Physical Plant Director Craig Cason presented the plan, which consisted of a visual representation of additions to be made on campus. Cason said it was important that the master plan be visual instead of written, like most master plans are, so it could be easily discussed.
When putting together the master plan, Cason said it was important that the hired designers keep to three core guidelines. The design had to be aligned with the mission of the university as well as enhance the campus environment and be sustainable and safe for students, faculty and visitors.
Funding currently exists for a new 45,000 square feet, three-story classroom building that would sit on the west side campus. The building would house four to six new lecture classrooms with tiered seating and four computer labs.
The commitment to placing the building on the west side of campus, near the arts and music building, came after a decision to keep the current sections of campus in place.
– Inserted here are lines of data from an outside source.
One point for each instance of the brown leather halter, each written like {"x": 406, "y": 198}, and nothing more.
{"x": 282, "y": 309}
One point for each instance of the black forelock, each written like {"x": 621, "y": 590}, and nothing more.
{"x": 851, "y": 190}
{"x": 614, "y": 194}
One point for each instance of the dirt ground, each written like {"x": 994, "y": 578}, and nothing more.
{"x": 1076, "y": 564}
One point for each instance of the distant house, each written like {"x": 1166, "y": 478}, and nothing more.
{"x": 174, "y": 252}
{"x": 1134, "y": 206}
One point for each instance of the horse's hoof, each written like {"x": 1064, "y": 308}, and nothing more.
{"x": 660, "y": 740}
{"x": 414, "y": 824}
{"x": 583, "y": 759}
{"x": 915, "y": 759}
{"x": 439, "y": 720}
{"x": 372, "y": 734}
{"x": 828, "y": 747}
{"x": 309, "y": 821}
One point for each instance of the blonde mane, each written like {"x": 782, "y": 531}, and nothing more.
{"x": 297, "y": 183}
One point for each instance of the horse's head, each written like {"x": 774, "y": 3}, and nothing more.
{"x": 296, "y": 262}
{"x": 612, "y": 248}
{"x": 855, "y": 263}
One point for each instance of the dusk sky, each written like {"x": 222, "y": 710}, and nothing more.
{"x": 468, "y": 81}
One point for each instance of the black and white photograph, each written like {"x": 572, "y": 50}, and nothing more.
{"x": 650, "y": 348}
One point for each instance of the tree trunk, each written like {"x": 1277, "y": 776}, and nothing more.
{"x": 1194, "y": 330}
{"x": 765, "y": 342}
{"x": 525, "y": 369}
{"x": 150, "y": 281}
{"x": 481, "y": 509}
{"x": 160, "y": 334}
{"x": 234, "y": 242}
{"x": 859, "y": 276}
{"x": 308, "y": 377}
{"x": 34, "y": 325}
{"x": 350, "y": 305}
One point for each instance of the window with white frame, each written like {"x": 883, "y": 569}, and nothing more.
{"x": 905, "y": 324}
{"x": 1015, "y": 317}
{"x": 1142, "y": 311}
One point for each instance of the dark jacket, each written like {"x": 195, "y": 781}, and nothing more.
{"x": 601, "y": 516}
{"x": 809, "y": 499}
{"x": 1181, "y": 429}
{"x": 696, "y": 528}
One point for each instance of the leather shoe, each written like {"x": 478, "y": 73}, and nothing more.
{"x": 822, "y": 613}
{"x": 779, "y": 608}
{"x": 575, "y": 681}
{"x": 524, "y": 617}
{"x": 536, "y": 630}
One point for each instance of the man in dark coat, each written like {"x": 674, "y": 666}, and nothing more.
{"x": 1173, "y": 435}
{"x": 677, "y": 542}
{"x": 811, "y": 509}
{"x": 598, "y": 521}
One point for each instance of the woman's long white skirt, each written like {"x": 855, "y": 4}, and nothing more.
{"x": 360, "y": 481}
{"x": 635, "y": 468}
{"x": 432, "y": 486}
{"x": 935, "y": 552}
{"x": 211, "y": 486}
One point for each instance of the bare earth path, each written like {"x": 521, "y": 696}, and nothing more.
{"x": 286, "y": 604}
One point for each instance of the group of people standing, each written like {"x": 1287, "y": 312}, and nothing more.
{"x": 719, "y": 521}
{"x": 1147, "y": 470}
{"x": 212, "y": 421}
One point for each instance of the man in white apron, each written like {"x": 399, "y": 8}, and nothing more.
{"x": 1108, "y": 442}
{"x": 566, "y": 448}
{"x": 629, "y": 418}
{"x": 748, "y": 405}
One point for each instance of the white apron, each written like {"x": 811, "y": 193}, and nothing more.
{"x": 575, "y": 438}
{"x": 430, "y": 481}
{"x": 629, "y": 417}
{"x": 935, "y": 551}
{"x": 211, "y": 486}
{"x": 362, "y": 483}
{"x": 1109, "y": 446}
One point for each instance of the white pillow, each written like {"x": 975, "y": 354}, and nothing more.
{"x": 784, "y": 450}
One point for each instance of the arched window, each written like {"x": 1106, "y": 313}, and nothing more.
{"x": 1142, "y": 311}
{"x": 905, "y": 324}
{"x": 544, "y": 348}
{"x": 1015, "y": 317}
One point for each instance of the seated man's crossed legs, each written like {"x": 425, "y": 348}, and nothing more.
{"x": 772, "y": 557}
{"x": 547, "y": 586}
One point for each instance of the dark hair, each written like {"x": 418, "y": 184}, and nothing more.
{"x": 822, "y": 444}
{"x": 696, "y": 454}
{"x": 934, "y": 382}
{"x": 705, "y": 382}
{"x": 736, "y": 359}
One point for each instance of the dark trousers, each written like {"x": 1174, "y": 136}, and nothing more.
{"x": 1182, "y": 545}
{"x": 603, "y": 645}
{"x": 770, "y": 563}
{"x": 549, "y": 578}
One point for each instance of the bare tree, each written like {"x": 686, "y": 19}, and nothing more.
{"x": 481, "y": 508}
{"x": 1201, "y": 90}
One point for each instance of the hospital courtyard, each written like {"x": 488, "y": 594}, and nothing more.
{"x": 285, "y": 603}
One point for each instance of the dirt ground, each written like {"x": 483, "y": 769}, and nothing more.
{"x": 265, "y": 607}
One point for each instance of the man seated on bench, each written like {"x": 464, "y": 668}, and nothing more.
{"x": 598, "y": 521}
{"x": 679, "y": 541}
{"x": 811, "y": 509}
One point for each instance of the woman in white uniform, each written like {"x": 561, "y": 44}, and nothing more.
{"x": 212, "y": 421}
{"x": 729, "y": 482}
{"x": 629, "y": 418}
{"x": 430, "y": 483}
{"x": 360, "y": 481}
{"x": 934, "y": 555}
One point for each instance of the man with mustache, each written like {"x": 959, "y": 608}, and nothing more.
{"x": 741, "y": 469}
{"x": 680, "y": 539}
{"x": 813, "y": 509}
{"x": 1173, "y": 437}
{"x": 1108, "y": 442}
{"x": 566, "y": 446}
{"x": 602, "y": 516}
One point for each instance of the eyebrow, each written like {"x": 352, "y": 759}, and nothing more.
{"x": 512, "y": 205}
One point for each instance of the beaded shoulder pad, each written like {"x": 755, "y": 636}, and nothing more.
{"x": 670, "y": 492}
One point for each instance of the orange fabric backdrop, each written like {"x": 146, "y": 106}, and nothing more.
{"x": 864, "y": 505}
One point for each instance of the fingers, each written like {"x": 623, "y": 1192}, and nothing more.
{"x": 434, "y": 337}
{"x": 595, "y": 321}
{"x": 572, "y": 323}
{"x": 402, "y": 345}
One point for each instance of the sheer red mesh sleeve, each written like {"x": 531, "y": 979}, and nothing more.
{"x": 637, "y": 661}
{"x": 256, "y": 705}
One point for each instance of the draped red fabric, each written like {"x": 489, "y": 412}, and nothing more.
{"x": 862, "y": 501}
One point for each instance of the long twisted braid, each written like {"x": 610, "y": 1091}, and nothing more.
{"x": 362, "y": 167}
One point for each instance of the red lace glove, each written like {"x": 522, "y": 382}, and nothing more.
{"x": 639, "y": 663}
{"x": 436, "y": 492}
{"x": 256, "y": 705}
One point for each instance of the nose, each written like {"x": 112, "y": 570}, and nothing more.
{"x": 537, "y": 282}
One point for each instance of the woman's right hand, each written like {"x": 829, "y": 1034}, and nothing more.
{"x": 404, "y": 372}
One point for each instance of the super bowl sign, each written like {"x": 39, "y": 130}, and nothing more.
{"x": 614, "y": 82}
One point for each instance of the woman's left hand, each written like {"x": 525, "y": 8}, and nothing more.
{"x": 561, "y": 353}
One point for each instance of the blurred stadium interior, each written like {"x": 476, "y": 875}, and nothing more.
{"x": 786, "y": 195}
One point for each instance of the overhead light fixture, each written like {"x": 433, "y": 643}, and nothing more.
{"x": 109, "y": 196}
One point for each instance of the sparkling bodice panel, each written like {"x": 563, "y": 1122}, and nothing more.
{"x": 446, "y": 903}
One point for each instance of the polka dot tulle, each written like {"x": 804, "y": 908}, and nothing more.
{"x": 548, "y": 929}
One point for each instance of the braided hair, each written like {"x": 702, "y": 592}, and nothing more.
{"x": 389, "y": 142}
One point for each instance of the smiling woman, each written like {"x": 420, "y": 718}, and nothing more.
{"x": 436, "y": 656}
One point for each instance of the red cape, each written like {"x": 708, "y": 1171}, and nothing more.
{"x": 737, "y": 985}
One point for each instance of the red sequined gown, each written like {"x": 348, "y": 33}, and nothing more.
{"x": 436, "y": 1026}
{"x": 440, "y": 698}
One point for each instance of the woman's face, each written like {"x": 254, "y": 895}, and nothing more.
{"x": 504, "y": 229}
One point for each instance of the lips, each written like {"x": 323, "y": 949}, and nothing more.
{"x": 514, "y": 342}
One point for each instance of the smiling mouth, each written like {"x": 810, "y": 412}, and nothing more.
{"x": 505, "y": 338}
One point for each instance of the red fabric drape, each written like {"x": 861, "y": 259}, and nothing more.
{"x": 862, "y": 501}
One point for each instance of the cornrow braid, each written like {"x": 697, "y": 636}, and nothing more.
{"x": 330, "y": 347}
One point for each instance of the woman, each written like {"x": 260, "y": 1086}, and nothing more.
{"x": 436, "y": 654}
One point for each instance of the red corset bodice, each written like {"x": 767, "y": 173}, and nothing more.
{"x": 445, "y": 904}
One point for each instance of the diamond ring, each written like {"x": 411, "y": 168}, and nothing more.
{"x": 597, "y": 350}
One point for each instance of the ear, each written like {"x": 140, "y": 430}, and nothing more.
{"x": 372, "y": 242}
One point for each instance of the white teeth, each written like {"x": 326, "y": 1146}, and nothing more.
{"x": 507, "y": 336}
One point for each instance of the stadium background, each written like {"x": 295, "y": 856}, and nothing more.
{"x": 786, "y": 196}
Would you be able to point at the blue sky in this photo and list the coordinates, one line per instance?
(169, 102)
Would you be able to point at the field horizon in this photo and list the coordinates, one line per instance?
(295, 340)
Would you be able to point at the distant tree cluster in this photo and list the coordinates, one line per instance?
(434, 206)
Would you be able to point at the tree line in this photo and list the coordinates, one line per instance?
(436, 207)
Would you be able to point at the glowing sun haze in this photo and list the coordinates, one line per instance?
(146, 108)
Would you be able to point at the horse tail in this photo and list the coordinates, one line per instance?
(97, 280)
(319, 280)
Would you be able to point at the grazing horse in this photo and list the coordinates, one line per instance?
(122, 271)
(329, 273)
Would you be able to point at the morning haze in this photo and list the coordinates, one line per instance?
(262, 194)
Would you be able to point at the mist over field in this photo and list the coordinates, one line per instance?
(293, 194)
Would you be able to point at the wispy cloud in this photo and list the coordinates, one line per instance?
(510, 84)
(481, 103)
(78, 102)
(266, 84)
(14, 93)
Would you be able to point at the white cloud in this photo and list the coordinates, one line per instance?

Cason said that the campus is divided into an academic corridor, a residence corridor and a sports corridor.
Cason and Vice President for Finance and Administration Marty Hanifin reiterated throughout the presentation keeping the campus layout consistent was important.
Approval of the classroom buildings has already been made and construction is expected to begin in early 2014 after the design is completed in the fall. Construction will take around two years.
The additions to the OUC have not been approved but a funding source has been indicated. Plans for the OUC will be presented to the board of governors in early August, according to Cason.
Construction for the additions would start in February. To alleviate inconvenience during construction, the OUC is expected to remain open. Cason said the bookstore would be removed from its current location to better transition the academic corridor and the residence corridor.
The master plan also adds a significant amount of landscaping to the campus. Cason said this was the most obvious change in the design presented. The current drainage system running through campus will be transformed into Wolf Creek, so it will not only serve a purpose but “encourage students to stay on campus,” Cason said.
Funds for Wolf Creek have been located and completion of the project is expected by next summer, “or at least phase one,” Cason said.
“(The creek) will really bring in the Colorado feel,” Hanifin said. Boulders and greenery would be added along the current drainage system to create the creek.
Criticism from the audience included the manpower and cost associated with Wolf Creek and additional landscaping.
The planners assured costs and water usage were taken into account during design. Native plants and vegetation will surround the campus to lessen water usage up to 50 percent.
Plans for a campus at full capacity were also revealed. If CSU-Pueblo is to reach an enrollment of 8,000 students, a design has been made to satisfy the needs of the school. The design indicated several new academic buildings as well as new access points, a complete road around campus and additional landscaping.
“We have to have reasons for people to want to come here,” Cason said. He added the master plan for CSU-Pueblo was ultimately to serve the purpose of an expanding campus but also to create a more inviting environment for the community.